In short, drop your feelings in favor of hers - so that she can get through the process, and at whatever pace she needs.

yiddy
Dec 24, 2011, 08:25 AM
Thanks for the reply joypulv, and yes I have done and did all of the above and more... I was at her mothers side on her death bed stroking her head as she passed so she knows I care,I promised her mother that I'd take care of her and her brother too but how can I when she won't open up to me? Its not all about my feelings I know its about hers too but what she is doing feels like she is punishing me for something.

JudyKayTee
Dec 24, 2011, 09:43 AM
She's grieving. She doesn't HAVE to make sense at this point. She probably doesn't understand half of her emotions. She obviously doesn't want to be pressured. I think she met with you to be kind - not to reconcile. She has said that she doesn't want to be "with" you. Give her space. Give her time. A "few days," a few weeks - none of that is enough time.

It took me a full year to be able to make sense of life after my husband died.

Grief is like the ocean. It can swallow you up. You KNOW you are drowning. You just can't stop.

Leave her alone. If she gets a mindset now, in this stage of grieving, that you are somehow part of the loss (and I know it makes no sense but that's how my grief worked) you will lose her forever.

You promised her mother you would take care of her (and her brother). Do that - at this point taking care means leaving her alone.

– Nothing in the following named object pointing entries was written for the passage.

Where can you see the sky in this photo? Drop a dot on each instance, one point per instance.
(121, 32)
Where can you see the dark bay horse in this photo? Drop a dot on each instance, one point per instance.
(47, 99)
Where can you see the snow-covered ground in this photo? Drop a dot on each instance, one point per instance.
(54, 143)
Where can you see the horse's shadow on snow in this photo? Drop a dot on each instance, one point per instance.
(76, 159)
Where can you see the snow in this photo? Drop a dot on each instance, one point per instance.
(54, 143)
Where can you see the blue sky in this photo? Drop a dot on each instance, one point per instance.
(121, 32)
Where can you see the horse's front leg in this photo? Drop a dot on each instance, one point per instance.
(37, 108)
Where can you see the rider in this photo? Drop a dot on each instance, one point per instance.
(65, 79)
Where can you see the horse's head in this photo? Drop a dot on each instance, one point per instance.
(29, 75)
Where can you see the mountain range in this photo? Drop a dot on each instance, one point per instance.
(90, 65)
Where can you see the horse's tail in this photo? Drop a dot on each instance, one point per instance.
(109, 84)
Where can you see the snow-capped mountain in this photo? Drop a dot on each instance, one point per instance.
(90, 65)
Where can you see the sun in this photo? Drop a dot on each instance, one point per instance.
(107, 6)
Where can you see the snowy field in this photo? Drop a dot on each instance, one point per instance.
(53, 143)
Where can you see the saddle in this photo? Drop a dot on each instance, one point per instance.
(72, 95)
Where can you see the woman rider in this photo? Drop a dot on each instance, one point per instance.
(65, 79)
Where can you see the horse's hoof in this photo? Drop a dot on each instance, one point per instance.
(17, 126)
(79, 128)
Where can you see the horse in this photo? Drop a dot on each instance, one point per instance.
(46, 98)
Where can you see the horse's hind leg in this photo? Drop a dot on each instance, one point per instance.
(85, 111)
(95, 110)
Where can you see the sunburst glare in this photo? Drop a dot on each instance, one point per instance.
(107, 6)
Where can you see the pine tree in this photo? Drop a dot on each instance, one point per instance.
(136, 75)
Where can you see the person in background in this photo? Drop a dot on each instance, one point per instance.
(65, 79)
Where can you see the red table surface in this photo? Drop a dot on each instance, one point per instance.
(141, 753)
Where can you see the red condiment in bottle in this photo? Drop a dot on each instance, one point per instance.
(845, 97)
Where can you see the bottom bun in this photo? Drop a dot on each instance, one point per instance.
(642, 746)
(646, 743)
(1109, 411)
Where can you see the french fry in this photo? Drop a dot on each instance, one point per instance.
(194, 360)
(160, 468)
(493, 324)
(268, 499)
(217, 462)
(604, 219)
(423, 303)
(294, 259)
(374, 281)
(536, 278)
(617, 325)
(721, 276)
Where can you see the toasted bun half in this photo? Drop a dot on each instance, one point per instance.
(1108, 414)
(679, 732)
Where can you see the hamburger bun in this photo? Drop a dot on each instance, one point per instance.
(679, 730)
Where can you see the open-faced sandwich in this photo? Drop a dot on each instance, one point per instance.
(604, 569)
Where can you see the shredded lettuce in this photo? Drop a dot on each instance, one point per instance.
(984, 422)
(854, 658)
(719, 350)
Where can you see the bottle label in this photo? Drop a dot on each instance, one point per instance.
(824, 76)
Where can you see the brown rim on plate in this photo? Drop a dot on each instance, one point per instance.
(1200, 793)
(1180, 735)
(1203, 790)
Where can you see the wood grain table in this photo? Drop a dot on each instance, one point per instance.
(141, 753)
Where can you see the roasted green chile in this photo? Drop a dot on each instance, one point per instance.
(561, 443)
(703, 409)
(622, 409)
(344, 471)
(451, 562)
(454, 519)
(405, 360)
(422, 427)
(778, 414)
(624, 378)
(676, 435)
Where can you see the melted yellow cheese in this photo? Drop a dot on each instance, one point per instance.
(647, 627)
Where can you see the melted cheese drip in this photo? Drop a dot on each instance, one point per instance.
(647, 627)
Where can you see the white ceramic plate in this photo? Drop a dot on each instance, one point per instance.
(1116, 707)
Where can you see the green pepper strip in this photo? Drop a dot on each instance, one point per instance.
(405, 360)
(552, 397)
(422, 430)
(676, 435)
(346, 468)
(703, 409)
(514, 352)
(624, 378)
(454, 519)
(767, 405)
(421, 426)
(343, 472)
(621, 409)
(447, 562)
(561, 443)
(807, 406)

EDIT: Just noticed two threads, same question. Please don't keep posting the same question. It gets confusing and takes up volunteer time.

joypulv
Dec 24, 2011, 10:49 AM
It feels like punishment and in a way it is, anger at the world taken out on the people closest. A friend's son is mean to her because he has cancer. The one son who spent much of his twenties and thirties living with her quite agreeably now is 'punishing' her because he is in pain. I had a boyfriend in the mid 70s who took out his anger at the world on me when he had cancer. He was AWFUL for a year and a half of chemo and radiation and I took care of him but had to leave at the end (now we are friends). Those are illness stories but they are no different than death stories.
There's a little something in the way you write that makes you sound like you 'did all the right moves.' Care can't be faked and isn't a checklist. It's how you appear to those who are sensitive to it.
When you saw your wife again, we don't know the nuances of how you acted. You may have given the impression of 'there, I have done these 50 things to show my love and it's time now for you to take me back.' Cooking up a movie montage set to music? A lovely letter, who says? You are tooting your own horn without admitting to any flaws, despite the 'how much I've learned from our split' which sort of sounds a little phony. I'm being critical not because of any reason other than I think you are truly bewildered by what she's going through.

JudyKayTee
Dec 24, 2011, 11:12 AM
Good answer, Joy. And when it comes to grieving what is appropriate for me is NOT appropriate for someone else. Tell me how I should act, what my late husband would want - and I'll go for your throat. It soothes other people, however.

I would tell the OP to LISTEN to his wife. Don't help. Don't take care of her. Don't watch over her. LISTEN to her - and see what she needs and wants. Sometimes it's just having someone listen.